Sofía: Claro que sí, y en ponerle tu toque. Porque al final todas podemos decir lo mismo, pero es la manera en que tú lo transmites y lo que sientes. Suéltalo y dilo con todo lo que esté en tu cabeza, con todas tus ideas, tu pasión, todo. Porque la idea la pueden tener todas, te pueden robar las ideas, pero al final le ponemos el toque a lo que hacemos.

Billie: Claro que sí. Sofía, cuéntanos en dónde podemos encontrarte para saber un poco más de ti, de las cosas que estás haciendo.

Sofía:  Estoy en Instagram como https://www.instagram.com/sofiahuapaya_cm/ y en LinkedIn como https://es.linkedin.com/in/sofiahuapayaaquije. Aún no tengo sitio web pero pronto lo tendré. 

Billie: Bueno, pues pondremos toda esta información en los apuntes de El episodio de hoy. Y para cerrar esta entrevista, Sofía, quiero hacerte una pregunta y es ¿qué te han enseñado tus hijos?

Sofía: Pues mis hijos me han enseñado que la vida es más simple y más sencilla de lo que pensamos. Nosotras le damos demasiadas vueltas y vemos hasta la tangente de todo y ver las cosas como las ven los niños nos hace disfrutar y solucionar los problemas más rápido.

Billie:  Qué bien, a no preocuparnos tanto.

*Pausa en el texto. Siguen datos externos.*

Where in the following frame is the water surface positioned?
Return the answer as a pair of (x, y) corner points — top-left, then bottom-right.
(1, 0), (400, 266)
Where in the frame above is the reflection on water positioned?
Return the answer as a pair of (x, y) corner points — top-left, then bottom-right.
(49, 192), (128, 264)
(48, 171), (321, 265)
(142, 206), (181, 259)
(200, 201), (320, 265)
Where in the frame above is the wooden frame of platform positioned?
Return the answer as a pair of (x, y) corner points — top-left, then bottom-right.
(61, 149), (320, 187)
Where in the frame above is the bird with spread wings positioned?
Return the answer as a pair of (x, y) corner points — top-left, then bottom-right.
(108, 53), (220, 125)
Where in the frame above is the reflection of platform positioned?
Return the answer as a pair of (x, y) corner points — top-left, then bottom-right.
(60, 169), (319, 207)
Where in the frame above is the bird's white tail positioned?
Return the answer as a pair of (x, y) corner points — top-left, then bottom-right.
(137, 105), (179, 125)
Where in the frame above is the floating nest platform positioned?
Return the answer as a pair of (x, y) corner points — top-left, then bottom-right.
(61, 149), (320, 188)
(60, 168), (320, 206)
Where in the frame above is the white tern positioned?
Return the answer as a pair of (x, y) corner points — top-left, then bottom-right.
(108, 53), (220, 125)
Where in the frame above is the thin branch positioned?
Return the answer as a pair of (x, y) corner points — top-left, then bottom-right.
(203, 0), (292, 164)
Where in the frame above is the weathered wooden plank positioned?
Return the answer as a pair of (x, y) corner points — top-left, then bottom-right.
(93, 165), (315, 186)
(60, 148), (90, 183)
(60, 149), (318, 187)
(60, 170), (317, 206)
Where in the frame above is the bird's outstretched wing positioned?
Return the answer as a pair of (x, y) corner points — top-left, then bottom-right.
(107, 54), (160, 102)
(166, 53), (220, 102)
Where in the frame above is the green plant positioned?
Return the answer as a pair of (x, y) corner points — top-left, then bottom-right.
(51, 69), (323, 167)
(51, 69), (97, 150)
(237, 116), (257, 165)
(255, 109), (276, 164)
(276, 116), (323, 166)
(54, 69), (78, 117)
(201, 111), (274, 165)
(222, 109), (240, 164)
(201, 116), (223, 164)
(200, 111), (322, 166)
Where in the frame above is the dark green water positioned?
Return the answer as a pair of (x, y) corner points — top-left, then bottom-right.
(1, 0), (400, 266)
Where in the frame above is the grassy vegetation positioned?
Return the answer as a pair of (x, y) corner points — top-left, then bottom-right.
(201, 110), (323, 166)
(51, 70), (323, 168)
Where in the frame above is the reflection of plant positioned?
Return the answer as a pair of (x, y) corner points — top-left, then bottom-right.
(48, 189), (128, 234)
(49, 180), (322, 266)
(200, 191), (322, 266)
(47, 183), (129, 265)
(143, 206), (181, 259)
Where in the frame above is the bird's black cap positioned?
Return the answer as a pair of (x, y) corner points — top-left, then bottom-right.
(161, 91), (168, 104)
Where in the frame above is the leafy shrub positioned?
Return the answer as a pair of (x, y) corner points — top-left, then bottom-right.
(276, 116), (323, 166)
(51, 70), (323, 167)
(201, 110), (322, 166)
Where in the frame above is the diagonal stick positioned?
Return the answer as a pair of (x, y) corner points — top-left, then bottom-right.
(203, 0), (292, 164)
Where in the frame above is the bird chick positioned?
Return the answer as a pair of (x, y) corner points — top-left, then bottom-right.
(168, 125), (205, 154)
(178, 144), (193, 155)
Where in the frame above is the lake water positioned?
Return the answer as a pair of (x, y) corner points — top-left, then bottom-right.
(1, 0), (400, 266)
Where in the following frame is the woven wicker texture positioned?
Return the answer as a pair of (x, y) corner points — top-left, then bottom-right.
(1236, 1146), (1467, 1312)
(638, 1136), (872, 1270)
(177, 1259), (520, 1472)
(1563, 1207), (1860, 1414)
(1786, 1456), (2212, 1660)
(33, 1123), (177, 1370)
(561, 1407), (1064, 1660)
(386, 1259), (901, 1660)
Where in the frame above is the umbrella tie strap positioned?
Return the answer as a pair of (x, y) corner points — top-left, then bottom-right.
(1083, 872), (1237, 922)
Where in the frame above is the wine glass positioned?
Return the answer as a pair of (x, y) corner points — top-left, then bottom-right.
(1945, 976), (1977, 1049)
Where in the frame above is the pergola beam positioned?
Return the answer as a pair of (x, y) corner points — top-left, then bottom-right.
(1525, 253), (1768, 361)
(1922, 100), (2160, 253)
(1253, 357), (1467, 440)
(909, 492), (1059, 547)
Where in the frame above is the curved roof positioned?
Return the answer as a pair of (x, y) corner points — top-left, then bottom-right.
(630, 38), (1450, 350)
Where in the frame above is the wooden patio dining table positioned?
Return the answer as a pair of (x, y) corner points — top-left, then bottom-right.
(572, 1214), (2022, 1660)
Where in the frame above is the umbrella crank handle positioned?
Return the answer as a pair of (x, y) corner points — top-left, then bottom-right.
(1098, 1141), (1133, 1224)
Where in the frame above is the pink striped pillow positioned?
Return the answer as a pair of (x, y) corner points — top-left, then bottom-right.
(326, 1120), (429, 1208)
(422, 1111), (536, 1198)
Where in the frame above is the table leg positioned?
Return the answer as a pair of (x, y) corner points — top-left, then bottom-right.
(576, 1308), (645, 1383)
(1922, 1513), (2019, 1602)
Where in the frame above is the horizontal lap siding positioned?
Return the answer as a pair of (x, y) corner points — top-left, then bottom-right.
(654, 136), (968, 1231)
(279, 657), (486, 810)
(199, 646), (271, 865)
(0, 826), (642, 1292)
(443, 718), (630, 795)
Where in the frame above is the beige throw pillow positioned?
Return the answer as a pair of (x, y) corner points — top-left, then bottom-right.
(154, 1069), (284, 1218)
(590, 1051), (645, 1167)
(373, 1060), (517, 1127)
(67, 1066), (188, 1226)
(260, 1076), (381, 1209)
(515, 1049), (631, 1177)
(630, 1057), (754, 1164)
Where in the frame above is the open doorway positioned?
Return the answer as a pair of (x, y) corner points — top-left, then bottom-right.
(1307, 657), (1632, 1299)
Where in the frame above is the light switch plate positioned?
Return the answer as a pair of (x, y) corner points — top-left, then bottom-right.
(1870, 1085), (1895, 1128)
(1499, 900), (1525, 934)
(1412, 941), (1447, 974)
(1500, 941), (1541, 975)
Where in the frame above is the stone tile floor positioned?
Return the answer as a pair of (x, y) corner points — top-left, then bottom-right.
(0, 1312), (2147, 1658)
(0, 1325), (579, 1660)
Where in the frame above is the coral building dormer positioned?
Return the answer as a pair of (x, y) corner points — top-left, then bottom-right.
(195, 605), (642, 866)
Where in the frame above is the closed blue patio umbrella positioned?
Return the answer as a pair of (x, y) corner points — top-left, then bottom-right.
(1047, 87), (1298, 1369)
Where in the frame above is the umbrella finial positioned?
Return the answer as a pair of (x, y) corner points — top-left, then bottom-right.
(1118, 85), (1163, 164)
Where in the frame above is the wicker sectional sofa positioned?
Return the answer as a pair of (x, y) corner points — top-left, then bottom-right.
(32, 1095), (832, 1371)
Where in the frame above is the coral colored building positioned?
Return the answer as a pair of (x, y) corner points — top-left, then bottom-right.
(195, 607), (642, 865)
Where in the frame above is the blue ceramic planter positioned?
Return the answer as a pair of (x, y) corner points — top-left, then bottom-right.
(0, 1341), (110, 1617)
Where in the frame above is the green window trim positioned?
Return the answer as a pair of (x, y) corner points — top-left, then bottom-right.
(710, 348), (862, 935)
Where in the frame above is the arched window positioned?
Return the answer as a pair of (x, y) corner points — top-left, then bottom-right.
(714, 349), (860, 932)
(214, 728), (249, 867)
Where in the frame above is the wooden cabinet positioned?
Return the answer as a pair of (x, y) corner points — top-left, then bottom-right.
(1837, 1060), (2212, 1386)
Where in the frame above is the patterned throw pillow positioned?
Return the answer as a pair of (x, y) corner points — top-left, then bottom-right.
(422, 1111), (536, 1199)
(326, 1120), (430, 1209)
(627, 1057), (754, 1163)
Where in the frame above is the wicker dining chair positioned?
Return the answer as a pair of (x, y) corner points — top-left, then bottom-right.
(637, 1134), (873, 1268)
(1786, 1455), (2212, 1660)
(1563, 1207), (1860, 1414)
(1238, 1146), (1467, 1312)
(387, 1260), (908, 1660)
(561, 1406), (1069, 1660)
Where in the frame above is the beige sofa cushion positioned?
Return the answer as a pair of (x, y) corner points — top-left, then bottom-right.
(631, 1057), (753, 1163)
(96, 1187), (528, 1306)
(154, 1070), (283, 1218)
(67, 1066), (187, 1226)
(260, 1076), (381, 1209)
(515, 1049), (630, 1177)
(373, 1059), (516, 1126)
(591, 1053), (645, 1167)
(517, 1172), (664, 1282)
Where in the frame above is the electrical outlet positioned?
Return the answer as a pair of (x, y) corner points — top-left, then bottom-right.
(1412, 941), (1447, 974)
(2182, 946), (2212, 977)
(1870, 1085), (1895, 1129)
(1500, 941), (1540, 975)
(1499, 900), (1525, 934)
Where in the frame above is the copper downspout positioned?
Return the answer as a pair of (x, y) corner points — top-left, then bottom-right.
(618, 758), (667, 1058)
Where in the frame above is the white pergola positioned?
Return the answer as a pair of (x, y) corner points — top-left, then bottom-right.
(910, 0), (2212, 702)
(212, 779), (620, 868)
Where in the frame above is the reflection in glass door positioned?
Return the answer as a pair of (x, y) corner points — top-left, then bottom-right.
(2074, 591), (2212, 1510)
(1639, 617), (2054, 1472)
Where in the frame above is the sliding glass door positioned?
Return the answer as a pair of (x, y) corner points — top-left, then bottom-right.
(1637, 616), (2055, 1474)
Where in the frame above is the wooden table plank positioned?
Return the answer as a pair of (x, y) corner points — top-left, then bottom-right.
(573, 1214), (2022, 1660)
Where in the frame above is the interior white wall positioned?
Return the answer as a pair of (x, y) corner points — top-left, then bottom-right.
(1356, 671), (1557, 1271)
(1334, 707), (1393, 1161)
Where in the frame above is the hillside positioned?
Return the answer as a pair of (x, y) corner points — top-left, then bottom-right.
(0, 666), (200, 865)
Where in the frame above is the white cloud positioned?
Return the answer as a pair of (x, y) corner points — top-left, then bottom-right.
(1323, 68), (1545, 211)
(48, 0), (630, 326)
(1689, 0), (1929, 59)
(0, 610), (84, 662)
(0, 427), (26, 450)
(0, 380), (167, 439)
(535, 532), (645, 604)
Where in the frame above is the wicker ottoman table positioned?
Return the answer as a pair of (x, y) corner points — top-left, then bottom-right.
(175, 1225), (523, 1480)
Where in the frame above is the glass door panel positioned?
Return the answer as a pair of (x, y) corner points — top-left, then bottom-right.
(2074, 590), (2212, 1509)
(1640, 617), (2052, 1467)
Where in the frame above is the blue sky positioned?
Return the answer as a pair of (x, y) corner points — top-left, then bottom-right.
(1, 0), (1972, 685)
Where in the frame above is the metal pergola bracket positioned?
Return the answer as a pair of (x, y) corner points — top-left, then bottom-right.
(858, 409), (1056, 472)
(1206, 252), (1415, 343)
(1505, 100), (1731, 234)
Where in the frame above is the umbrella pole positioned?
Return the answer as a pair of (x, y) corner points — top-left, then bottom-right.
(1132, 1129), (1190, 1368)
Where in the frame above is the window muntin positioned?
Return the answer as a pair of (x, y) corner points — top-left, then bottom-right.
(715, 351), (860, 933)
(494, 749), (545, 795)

Pues muchísimas gracias, Sofía, por todo lo que has compartido con nosotras, por tu historia de reinvención. Esa valentía y esas ganas de querer hacer cosas nuevas. Cada vez que hablo contigo siento que hace un tiempo que no te veía porque cada vez estás haciendo cosas nuevas. Así que siga esa energía y que tengas muchos éxitos.

Sofía: Gracias, Billie, tú también. Un abrazo.